The studio capitalized on the partnership with Freshkills Park, a reclaimed landfill in Staten Island that will be almost three times the size of Central Park (2200 acres); and Arable, a remote monitoring technology developed for crop management that uses sensors and cellular data to measure and communicate rainfall, crop water demand, water stress, microclimate, canopy biomass, etc. The goal of the studio was to work with the partners to develop a project that translates environmental data into sensory experience and allows visitors to explore aspects of the park remotely or on site. Sound the Mound required students first to dismantle the complicated history and interrelationships of the site and then explore solutions that encourage community engagement and improved sustainability practices.
The students created 3 diverse projects based on the following research question:
“How might we work with the partners to develop a project that translates environmental data into sensory experience and allows visitors to explore aspects of the park remotely or on site?
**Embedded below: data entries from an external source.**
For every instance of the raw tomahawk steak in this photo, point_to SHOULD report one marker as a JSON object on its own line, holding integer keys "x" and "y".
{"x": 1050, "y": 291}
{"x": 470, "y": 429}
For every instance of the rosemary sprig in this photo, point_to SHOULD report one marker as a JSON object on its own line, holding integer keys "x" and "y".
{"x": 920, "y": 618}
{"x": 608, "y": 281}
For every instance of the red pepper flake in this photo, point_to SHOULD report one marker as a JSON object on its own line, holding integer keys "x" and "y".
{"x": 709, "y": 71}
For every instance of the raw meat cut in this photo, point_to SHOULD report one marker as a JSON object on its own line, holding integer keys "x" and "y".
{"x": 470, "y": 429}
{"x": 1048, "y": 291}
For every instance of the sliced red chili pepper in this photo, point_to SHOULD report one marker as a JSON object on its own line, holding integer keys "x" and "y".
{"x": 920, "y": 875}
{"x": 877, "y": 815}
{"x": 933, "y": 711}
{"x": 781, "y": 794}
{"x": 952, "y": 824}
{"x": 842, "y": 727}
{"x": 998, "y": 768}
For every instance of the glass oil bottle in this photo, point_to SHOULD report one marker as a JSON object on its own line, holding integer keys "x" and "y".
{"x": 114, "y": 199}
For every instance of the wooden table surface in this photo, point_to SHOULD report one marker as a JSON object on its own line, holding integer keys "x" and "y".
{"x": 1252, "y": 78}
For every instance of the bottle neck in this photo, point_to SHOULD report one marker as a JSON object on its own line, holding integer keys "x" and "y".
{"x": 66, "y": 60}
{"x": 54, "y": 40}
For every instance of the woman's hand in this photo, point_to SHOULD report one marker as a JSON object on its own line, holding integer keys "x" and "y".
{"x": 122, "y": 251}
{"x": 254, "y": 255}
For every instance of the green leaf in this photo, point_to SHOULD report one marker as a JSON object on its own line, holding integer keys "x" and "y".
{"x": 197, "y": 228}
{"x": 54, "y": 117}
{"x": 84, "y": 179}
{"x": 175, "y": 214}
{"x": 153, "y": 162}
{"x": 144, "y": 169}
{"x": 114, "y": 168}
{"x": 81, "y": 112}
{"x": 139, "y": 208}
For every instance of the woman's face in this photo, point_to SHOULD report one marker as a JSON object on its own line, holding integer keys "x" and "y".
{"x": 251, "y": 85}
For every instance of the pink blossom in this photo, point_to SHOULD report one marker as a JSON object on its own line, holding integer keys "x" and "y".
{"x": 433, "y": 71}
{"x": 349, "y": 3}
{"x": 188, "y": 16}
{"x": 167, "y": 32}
How might we embody Freshkills Park, thereby making it more walkable, vibrant and enjoyable?”
Botanical Transmissions was created to explore the potential of plant-centered design and prompt dialogue about climate change and our collective responsibility to respond. Inspired by studies indicating that music may impact plant growth, this project takes a plant-centered design approach to the park. As a sensory experience primarily for plant life, this could serve as a symbolic repentance from humans who have misused the area in the past.
Botanical Transmissions takes ecological data from an Arable Mark Pod and translates it into a musical composition. This is done with a genetic algorithm which automatically evolves five different traits based on the plants relative health after “listening” to different compositions. This project intends to provoke conversation about the history of Freshkills Park, the Anthropocene, and how design might be used for more critical applications. Botanical Transmissions generates music by plants, for plants.
Students involved in this project include Noah Litvin, Christopher Lopez, and Tanvi Nitin Dhond. Read case study.
Vitality Rhythm is a sensory experience for perceiving the vibes of nature. It gives people at Freshkills Park the opportunity to form an empathetic and emotional connection with nature. Vitality Rhythm involves the creation of an exhibit named Eve, an egg-shaped living entity made from the soil of Freshkills Park, nursed in a cradle-like environment. As she grows, an Arable Mark Pod senses new sprouts and the vigor of growing plants, transforming them into a heartbeat. The name Eve is a palindrome that can be read backward and forward, in the same way the organic egg shape can be read. In that regard, Eve may help visitors imagine the park’s past and future.
When people see Eve at Freshkills, they might resonate with her vital signs – and begin to care for her. We wanted this project to open a dialogue in the hopes of creating a critical conversation between humans and nature.
Students involved in this project include Chengcheng Teng, Juyeon Lee, and Oliver Arellano. Learn more about that project in our details about the course and download their case study.
Replay Festival is a yearly event with an open structure that invites co-creation from schools, organizations, experts, youth and local communities around New York. The festival hopes to promote embodied learning about sustainable practices and the impact of our waste at the Freshkills Park, supporting innovative alternatives for the waste system while celebrating our playful spirit.
Replay festival aims to create a playful, learning experience at Freshkills Park, exploring what it means to rethink, reduce, reuse, and recycle as individuals, and to understand how society can restore balance for a truly sustainable future.